Karen Foster, a sociologist and associate professor at Dalhousie University in Halifax, said statistics on rural occupational succession point to a looming crisis in independent business and production in Atlantic Canada.
Foster, who holds a research chair in sustainable rural futures in Atlantic Canada, is launching a five-year research project on the issue entitled, "Seeing the Future in It: Generations and work in Atlantic Canada."
Stories behind the stats
She said she's hoping to add more context to the statistics that are often shown.
"I think when you look at the numerical data it's informative to a point, it tells us about broad trends, but it doesn't necessarily get into the really complex dynamics and decision-making processes around who stays and who goes," said Foster.
She wants to look further into how youth determine whether they will pursue a traditional career that has been in their family or do something new.
"I think it's important for us to know whether there's a crisis up ahead and what we might want to do about it," she said. "In order to understand that the numbers are really important, but the stories are really important, too."
She said this research could be useful at a policy level. It could be used by government when it comes to granting loans if it was determined that money was the greatest impediment to young people taking over family farms.
Rick Williams of Praxis Research, which works primarily in fisheries policy studies, has just completed a three-year study on rural labour supply demographics, primarily in the fishing industry.
He said in 2016, up to 40 per cent of Atlantic fishing captains planned to retire within 10 years.
Problem affects many industries
Williams said there has been a dramatic decline in the number of young people coming into the fishing industry over the last 20 years. He said this could affect where licences go once fishing captains retire.
He said this problem is affecting many different industries in the province. "The current demographic for rural regions in Nova Scotia is for every 100 people that retire in the next 10 years, there only are 75 young people to replace them."

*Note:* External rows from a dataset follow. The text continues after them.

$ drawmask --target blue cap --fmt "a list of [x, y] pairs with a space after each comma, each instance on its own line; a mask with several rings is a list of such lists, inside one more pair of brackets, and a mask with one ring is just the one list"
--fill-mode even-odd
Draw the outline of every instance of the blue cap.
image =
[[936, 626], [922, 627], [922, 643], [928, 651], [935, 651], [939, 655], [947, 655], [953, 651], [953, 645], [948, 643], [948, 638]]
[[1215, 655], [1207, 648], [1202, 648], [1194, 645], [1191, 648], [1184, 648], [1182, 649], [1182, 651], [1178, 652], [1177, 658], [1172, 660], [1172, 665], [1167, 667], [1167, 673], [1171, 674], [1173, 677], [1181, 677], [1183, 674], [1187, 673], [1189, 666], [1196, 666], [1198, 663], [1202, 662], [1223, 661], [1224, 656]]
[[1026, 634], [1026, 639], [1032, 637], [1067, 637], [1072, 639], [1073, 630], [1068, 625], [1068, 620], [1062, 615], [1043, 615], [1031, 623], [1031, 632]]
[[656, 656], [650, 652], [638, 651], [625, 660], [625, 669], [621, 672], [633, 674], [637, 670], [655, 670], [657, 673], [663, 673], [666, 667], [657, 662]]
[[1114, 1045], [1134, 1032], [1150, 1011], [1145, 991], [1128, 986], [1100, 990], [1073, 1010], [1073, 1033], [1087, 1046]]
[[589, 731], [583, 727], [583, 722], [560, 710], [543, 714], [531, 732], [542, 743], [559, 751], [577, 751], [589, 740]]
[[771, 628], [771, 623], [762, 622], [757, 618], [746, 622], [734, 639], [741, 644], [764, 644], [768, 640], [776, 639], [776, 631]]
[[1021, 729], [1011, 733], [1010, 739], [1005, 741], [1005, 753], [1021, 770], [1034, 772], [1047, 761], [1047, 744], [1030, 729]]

Elspeth McLean-Wile of Wile's Lake Farm Market in Wileville, N.S., said that employment rates have changed drastically in her 33 years in business.
But in the past three-to-five years, she said she and her husband have been finding it increasingly difficult to find youth to employ in their seasonal business. She said they were unable to find anyone to work in their greenhouse this year.
Despite being able to hire great youth over the years, she said there has been a general change in work ethic and availability. She said students would often stay through their high school and university years.
Workers demand flexibility
She said this is no longer the case, and she believes the perspective for how work fits in life has changed in youth.
"They want their employer to be very flexible in adapting to their needs outside of the workplace," she said.
McLean-Wile said she is now looking toward hiring retirees to work for the business. She recently hired one after a student quit just a couple weeks into this year's busy season.
Foster's research project will look into what kinds of careers young people are looking for in the region.
She will be conducting a telephone survey with a sample size of 2,000 respondents in rural areas of Atlantic Canada.
Foster will also do interviews over several years with about a dozen rural families across the region. They will be families who either own farms, fishing boats or small businesses.